One event that I was shooting was a game some of the kids were playing called "ga-ga" (no idea where the name comes from, but it's basically a modified game of dodge ball, where the ball is rolled instead of thrown, in a confined area). The kids were running and shouting, and many had brightly colored outfits.

RX100


I must have taken about 40-50 shots with my RX100. Click-click-clicking away. But I also tried a couple on my ME Super. With each "click" of the Pentax, I though "well, that's $3." Boy did that slow me down, and really cause me to think about framing. Of course, the Pentax was also 50mm vs. the RX100 that I was shooting wide at 28mm eq, so there was another need for thinking about framing. But with the ME Super, I had to think about what I wanted, wait for the scene to develop, pay attention to what was in front and back, and time the click. I don't know if I was successful or not, but boy was it refreshing! To be forced into thinking about perspective, framing, and subject/background, where I couldn't just "spray and pray."

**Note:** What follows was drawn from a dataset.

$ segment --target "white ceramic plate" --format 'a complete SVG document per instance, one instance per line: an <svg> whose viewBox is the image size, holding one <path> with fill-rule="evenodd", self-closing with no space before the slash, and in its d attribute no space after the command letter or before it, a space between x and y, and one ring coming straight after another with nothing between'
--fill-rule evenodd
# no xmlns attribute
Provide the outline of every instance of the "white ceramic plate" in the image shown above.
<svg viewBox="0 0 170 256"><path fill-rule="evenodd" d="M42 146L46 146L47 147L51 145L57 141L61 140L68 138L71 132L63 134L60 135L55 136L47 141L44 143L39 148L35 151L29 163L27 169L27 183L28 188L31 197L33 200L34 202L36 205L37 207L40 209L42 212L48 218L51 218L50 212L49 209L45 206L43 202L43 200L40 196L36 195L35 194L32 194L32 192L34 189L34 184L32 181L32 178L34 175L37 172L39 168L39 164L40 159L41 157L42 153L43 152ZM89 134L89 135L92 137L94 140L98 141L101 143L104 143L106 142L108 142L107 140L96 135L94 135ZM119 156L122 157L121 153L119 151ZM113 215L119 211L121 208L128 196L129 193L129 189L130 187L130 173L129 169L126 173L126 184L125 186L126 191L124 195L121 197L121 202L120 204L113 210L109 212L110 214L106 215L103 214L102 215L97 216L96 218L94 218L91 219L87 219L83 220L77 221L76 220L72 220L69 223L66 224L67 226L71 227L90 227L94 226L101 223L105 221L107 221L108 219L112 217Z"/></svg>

I need to shoot film more often!
 

Isoterica

Hall of Famer
Dec 6, 2011
123
I must have taken about 40-50 shots with my RX100. Click-click-clicking away. But I also tried a couple on my ME Super. With each "click" of the Pentax, I though "well, that's $3." Boy did that slow me down, and really cause me to think about framing.
I responded to your other post before this one. Your quote here supports what I said-- You probably could use to shoot with film more often and.. then take that philosophy back to your RX100. Then you will only have to sift your best photos rather than all of your photos.
 

KillRamsey

Super Moderator
Jun 20, 2012
124
Hood River, OR
Kyle
So I do both as well, with the X100 and an old minolta XD-5. I too find myself being more careful and "thinking" a lot more before firing off a shot. I also look at the folders where I keep the digital shots I deem "worth keeping," and there are hundreds a month, for 3 years. No one needs that many pictures of their family for posterity. Or at least, I'm coming to realize, I do not.

The trouble comes when it's time to head out, and I cannot leave the X100 at home. But if I have it, then I tend to only use it, unless I have a lot of time to spread out and think. Some events (going somewhere pretty for a weekend) I will always bring both, but for a quick outting that I want pictures of, it can be hard to bring just the film camera. And if I bring both, I turn into "one of those people" with a giant camera bag who is so busy snapping pics that they aren't really present as a participant / dad.
 

flash

Veteran
May 6, 2011
103
Gordon
Is it just the cost of the film? Or do the operational factors like manual focus and manual metering also have an impact of your shooting habits. For myself, I no longer have any attraction to film. But when shooting with the M9 I shoot maybe 15% of what I would with the E-M5 and have a higher rate of "keepers" as well.

If you had a digital version of the ME Super, do you think you'd shoot as much as the RX100?